わたしの生活になくてはならない音楽、そのルーツを見たい。
こんな想いで2万5千km・36時間の旅が始まった。
わたしは熱帯性の音楽に強い興味がある。
特にアフリカ、なかでも西アフリカは音楽の宝庫と聞いていた。
皆、アフリカというと太鼓を思い出すだろう。
誰が叩いても音が出てくる最古の楽器である。
楽譜も文字も持たない人々が1500年も前に生まれたリズムを今に伝承しているのだから、すごい。
労働のかけ声からメッセージ色の強い歌、特有のハーモニーもある。
今回の撮影は、いつものロケーションとはまったく違っていた。
わたしの背中にはカメラ、手には寝袋、よりアフリカらしいアフリカを求めて田舎や漁村を訪ねた。
現地の人と生活を共にしたかった。
井戸水を飲み、同じ物を食べ、ライブな撮影になった。
いつもよりゆっくりのペースの撮影で記録色の強い写真が多くなった。
一日の時間も、東京とは確実に違った。
時は太陽、分とか秒という時間はないのである。
そんなことに気がつき、到着して数日後には腕時計をはずした。
今は観光地だが奴隷貿易の島だったことは事実である。
この地からおびただしい数のアフリカの人々が強制的に大西洋を渡らされ、世界が大きく変わった。

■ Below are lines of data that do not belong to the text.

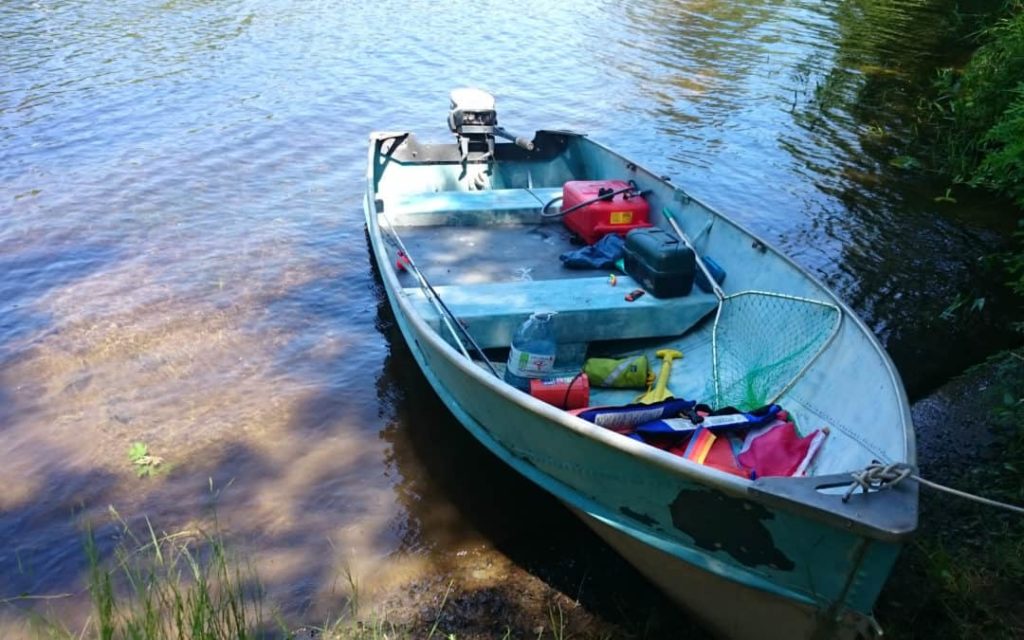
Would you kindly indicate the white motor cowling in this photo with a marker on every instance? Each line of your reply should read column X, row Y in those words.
column 473, row 119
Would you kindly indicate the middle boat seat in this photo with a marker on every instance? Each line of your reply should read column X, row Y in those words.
column 589, row 309
column 499, row 206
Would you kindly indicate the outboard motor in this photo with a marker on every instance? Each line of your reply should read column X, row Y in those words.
column 473, row 119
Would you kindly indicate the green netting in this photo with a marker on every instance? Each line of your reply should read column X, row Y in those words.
column 762, row 343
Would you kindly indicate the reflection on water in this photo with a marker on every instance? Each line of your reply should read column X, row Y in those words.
column 182, row 260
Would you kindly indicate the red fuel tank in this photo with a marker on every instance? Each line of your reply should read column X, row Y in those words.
column 613, row 215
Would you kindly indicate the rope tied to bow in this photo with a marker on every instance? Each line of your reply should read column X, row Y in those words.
column 878, row 476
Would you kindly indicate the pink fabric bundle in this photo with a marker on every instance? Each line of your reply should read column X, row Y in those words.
column 778, row 450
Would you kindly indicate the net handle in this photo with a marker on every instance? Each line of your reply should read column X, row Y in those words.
column 704, row 268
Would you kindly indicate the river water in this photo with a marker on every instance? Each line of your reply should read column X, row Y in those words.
column 183, row 261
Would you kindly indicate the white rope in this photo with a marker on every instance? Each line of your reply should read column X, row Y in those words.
column 878, row 476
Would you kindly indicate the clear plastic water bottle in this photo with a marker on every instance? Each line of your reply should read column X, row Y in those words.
column 532, row 352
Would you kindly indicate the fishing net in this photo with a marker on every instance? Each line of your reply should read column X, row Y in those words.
column 763, row 342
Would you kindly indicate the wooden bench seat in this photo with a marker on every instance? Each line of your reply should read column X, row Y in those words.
column 502, row 206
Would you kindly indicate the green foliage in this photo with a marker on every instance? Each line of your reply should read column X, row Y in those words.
column 145, row 465
column 961, row 578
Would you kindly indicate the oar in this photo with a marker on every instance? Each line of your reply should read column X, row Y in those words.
column 445, row 313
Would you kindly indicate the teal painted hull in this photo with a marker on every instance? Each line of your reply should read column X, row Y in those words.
column 804, row 562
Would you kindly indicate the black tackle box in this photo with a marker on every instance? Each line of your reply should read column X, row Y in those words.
column 659, row 261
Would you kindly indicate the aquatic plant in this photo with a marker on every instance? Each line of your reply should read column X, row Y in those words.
column 144, row 463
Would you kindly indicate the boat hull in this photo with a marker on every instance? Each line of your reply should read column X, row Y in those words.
column 797, row 563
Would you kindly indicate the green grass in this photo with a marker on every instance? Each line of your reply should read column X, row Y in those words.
column 182, row 586
column 963, row 577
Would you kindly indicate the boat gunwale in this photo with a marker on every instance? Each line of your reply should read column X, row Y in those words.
column 700, row 474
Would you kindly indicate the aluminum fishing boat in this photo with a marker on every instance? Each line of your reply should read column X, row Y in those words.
column 467, row 248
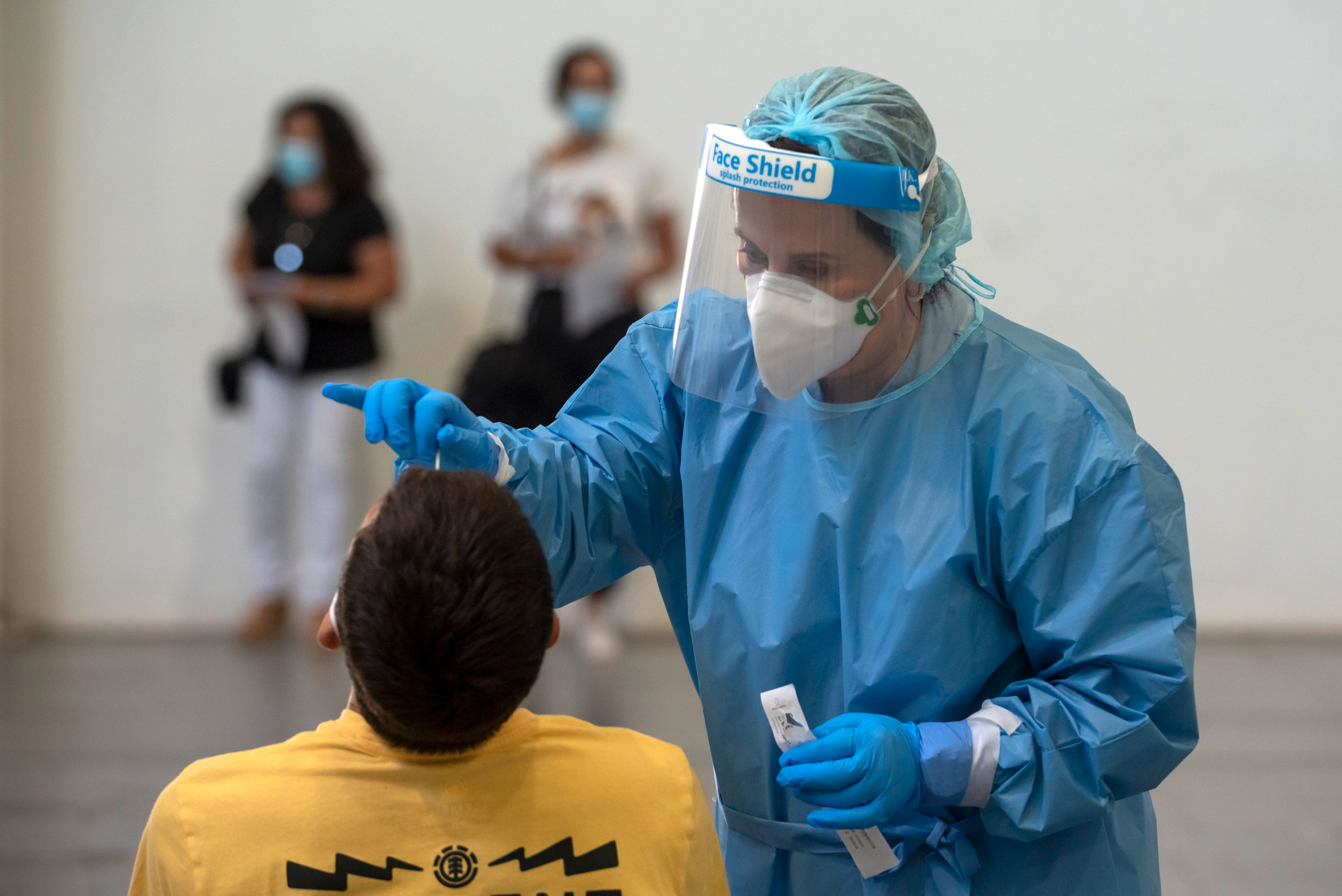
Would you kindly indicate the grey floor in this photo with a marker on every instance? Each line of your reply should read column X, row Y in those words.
column 90, row 730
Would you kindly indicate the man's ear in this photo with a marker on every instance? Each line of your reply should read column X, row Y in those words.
column 327, row 635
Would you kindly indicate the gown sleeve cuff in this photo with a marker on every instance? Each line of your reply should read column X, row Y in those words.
column 985, row 730
column 945, row 757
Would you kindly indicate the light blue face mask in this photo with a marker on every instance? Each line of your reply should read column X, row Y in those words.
column 588, row 110
column 298, row 161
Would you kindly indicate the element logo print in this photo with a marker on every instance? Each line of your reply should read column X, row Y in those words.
column 455, row 867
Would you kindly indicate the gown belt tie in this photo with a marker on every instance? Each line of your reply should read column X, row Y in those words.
column 952, row 863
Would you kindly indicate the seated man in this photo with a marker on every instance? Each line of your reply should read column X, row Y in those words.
column 433, row 777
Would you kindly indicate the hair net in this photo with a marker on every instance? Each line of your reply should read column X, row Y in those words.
column 862, row 119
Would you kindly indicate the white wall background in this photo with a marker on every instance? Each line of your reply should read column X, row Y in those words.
column 1153, row 184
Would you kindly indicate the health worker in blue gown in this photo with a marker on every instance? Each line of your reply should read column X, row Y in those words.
column 851, row 476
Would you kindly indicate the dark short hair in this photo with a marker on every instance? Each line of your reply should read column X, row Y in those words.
column 445, row 611
column 572, row 57
column 348, row 168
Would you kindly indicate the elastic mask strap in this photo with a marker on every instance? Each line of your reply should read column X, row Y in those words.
column 332, row 613
column 977, row 289
column 933, row 170
column 908, row 274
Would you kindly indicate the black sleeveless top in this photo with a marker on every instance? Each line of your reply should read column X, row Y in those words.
column 333, row 340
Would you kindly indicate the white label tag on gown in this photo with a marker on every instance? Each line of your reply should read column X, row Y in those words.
column 869, row 848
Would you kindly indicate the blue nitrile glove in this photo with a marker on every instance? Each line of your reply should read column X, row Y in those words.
column 420, row 425
column 862, row 768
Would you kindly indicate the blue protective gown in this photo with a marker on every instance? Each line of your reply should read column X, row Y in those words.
column 994, row 530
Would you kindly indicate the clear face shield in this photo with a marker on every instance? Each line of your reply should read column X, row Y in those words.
column 791, row 293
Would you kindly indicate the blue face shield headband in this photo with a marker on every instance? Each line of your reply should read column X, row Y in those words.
column 735, row 160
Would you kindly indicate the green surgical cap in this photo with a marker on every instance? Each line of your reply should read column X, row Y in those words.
column 862, row 119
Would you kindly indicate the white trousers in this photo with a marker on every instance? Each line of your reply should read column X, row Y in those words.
column 300, row 446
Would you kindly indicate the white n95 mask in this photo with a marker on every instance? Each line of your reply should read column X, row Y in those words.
column 802, row 333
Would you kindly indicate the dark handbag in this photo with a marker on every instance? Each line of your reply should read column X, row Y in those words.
column 229, row 376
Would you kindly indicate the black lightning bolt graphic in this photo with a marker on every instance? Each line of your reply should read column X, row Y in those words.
column 305, row 878
column 595, row 860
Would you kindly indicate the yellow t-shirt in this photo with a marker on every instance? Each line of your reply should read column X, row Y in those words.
column 548, row 805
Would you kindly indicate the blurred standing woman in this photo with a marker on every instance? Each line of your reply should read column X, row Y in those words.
column 313, row 261
column 591, row 222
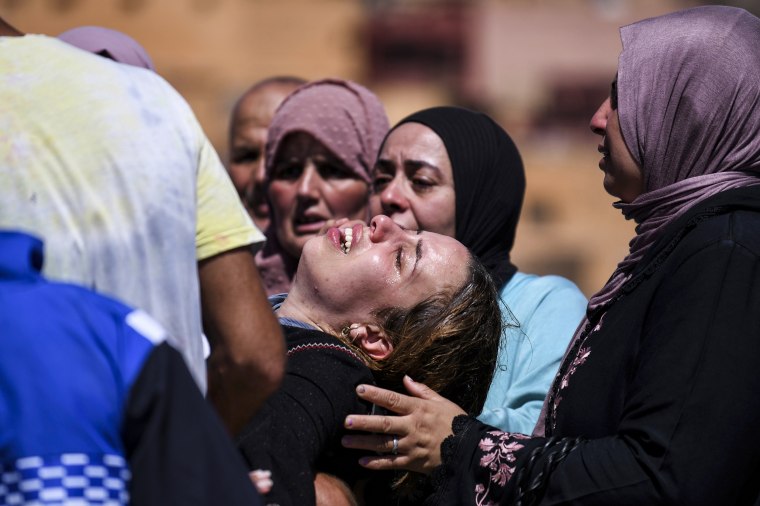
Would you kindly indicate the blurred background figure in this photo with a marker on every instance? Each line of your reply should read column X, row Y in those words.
column 112, row 415
column 109, row 43
column 526, row 64
column 322, row 144
column 109, row 166
column 247, row 140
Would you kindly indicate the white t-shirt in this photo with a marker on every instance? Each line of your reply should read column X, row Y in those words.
column 108, row 165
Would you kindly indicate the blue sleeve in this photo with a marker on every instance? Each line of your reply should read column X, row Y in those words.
column 548, row 310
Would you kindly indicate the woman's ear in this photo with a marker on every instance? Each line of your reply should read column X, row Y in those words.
column 371, row 339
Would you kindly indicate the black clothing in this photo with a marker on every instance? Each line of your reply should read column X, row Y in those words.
column 656, row 403
column 176, row 445
column 298, row 430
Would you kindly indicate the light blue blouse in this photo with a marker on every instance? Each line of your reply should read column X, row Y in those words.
column 548, row 309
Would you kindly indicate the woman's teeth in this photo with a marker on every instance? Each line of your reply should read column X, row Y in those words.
column 348, row 239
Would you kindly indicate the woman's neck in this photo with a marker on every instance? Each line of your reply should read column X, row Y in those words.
column 295, row 308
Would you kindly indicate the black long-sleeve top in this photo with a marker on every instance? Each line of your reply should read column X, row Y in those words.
column 658, row 399
column 298, row 430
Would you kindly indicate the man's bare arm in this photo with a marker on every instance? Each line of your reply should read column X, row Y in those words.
column 247, row 348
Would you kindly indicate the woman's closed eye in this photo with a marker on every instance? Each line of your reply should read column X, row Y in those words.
column 289, row 171
column 423, row 183
column 246, row 156
column 334, row 170
column 380, row 181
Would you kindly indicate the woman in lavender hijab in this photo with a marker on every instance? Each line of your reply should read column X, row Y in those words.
column 656, row 399
column 321, row 145
column 109, row 43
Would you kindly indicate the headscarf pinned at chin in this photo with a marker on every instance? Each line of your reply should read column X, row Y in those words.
column 689, row 107
column 350, row 121
column 489, row 183
column 347, row 118
column 109, row 43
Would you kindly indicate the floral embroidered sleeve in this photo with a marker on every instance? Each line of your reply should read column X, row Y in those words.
column 484, row 466
column 479, row 463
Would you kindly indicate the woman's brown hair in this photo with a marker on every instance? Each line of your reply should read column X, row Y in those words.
column 450, row 342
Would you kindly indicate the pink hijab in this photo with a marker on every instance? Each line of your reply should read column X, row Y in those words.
column 689, row 106
column 109, row 43
column 347, row 119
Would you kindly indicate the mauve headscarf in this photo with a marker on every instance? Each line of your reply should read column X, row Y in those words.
column 489, row 183
column 119, row 46
column 688, row 91
column 347, row 119
column 689, row 105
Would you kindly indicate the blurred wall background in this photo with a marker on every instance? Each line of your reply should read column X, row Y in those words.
column 539, row 67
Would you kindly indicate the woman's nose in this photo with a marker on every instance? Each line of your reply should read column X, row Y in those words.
column 598, row 123
column 383, row 228
column 393, row 200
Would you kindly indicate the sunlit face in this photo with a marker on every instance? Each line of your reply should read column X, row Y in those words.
column 248, row 136
column 623, row 177
column 385, row 266
column 309, row 186
column 412, row 181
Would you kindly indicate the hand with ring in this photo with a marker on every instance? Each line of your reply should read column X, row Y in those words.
column 411, row 441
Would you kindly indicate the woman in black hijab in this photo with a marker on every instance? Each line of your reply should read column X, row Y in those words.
column 454, row 171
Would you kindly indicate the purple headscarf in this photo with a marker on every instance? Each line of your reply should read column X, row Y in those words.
column 689, row 106
column 345, row 117
column 350, row 121
column 109, row 43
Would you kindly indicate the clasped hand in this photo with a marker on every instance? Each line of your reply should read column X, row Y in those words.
column 423, row 423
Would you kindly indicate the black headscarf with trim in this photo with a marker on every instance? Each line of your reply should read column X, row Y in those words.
column 489, row 183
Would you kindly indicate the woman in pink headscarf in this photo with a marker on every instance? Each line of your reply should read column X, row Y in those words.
column 656, row 399
column 321, row 145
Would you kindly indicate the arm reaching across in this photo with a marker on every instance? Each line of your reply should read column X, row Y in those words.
column 424, row 422
column 247, row 348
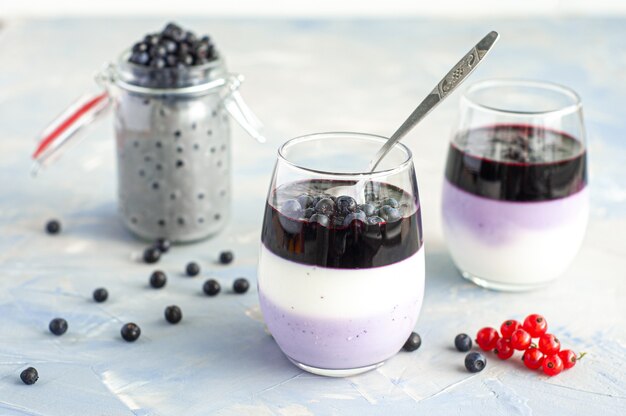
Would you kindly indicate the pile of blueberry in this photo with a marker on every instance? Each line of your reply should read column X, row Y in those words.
column 173, row 47
column 330, row 211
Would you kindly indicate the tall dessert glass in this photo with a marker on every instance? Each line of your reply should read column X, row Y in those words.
column 341, row 267
column 515, row 197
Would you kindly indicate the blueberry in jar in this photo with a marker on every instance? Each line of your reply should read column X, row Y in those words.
column 325, row 206
column 211, row 287
column 158, row 279
column 58, row 326
column 192, row 269
column 29, row 376
column 100, row 295
column 368, row 209
column 345, row 205
column 241, row 285
column 173, row 314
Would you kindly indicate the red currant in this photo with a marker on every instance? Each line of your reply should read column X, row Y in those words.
column 569, row 358
column 520, row 339
column 549, row 344
column 503, row 349
column 486, row 338
column 552, row 365
column 533, row 358
column 535, row 325
column 508, row 326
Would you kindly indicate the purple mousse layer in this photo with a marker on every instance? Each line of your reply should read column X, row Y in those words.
column 496, row 221
column 340, row 343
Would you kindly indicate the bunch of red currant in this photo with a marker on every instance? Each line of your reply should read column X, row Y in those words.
column 546, row 353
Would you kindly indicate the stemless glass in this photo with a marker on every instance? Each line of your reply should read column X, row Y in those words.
column 515, row 197
column 341, row 266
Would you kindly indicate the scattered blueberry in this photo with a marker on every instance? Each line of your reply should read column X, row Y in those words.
column 226, row 257
column 173, row 314
column 29, row 376
column 211, row 287
column 345, row 205
column 58, row 326
column 192, row 269
column 241, row 285
column 130, row 332
column 163, row 245
column 325, row 206
column 389, row 214
column 368, row 209
column 475, row 362
column 321, row 219
column 53, row 227
column 100, row 295
column 463, row 342
column 413, row 342
column 158, row 279
column 151, row 255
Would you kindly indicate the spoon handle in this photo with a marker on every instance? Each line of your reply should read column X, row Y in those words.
column 456, row 76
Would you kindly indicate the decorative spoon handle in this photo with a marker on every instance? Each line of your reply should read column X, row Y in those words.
column 456, row 76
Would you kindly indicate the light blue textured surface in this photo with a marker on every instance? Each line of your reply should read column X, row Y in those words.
column 302, row 77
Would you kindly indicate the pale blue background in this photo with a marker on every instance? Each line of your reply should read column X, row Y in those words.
column 302, row 76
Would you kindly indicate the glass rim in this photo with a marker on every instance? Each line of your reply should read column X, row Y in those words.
column 574, row 105
column 345, row 134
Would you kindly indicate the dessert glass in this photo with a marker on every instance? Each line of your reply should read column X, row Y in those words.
column 515, row 195
column 341, row 265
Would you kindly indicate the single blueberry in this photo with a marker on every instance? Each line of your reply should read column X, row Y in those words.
column 192, row 269
column 211, row 287
column 130, row 332
column 368, row 209
column 241, row 285
column 158, row 279
column 305, row 200
column 391, row 202
column 58, row 326
column 413, row 342
column 325, row 206
column 345, row 205
column 320, row 219
column 475, row 362
column 463, row 342
column 291, row 208
column 389, row 214
column 100, row 295
column 173, row 314
column 375, row 220
column 354, row 216
column 226, row 257
column 29, row 376
column 53, row 227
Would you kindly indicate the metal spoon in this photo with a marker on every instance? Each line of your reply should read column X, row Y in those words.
column 456, row 76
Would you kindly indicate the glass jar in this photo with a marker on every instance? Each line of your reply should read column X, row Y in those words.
column 173, row 144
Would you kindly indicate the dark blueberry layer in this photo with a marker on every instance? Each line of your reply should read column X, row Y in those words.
column 330, row 231
column 517, row 163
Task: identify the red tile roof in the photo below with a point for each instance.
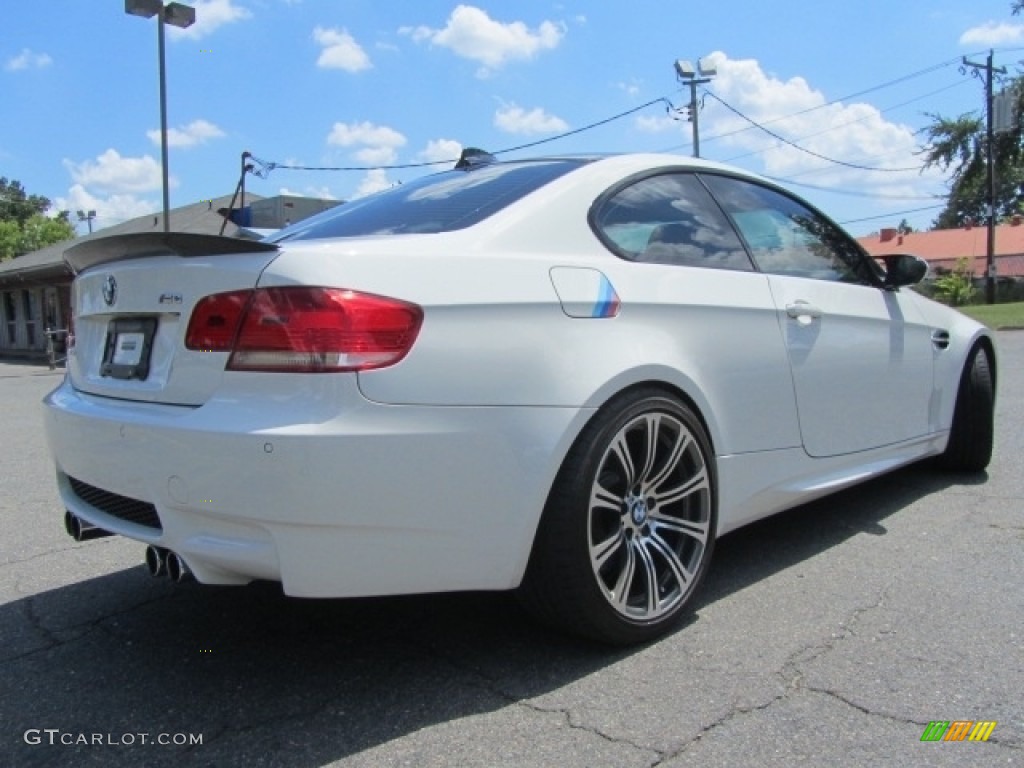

そして音楽も彼らの体の中を伝わり、他のさまざまな音楽に影響を与え変化し、今に伝えられている。
南北アメリカには、アフリカンスピリットを称える曲も多い。
音楽といえば誰かが演奏するものである。
太鼓が響き出すと手足が動き、体が動き、踊りだす。
これが本来の音楽なのだろう。
面白いことにアフリカン・ダンスはリズムに合わせて踊るのではなく、プレイヤーがダンサーに合わせる。
若者はパワフルに、老人は味のあるフレーズ、当然ノリがいいとリズムも早くなる。
西洋音楽では、最後までリズムは正確にと教えられたが、ここでは気分の高まりがリズムを響かせる。
早くなるのは心臓だけではないのだ。
より人間的で、自然なことだ。
太鼓を叩いた。
乾いた大地に響いた音を聞きつけ、子供たちが遠くから走ってきて踊りだす。
こんなことに何度も出会い、やはりここでは音楽が生活の一部であることを実感した。
わたしの叩くジャンベで、子供たちが楽しそうに踊っている。
音を楽しむ事が音楽である。
なんだか生きている風景のなかに居合わせた、そんな気がした。
アマチュア・バンド「フォリバ・トキオ」 を組み、三年前から楽しんでいる。
ギニアではジャンベのレッスンを受け、手を真っ赤にした。
セネガルでは太鼓作りを習って、今では自分で作れる様になった。
このジャンベの音は、これからもわたしの体のなかで鳴り続けるだろう。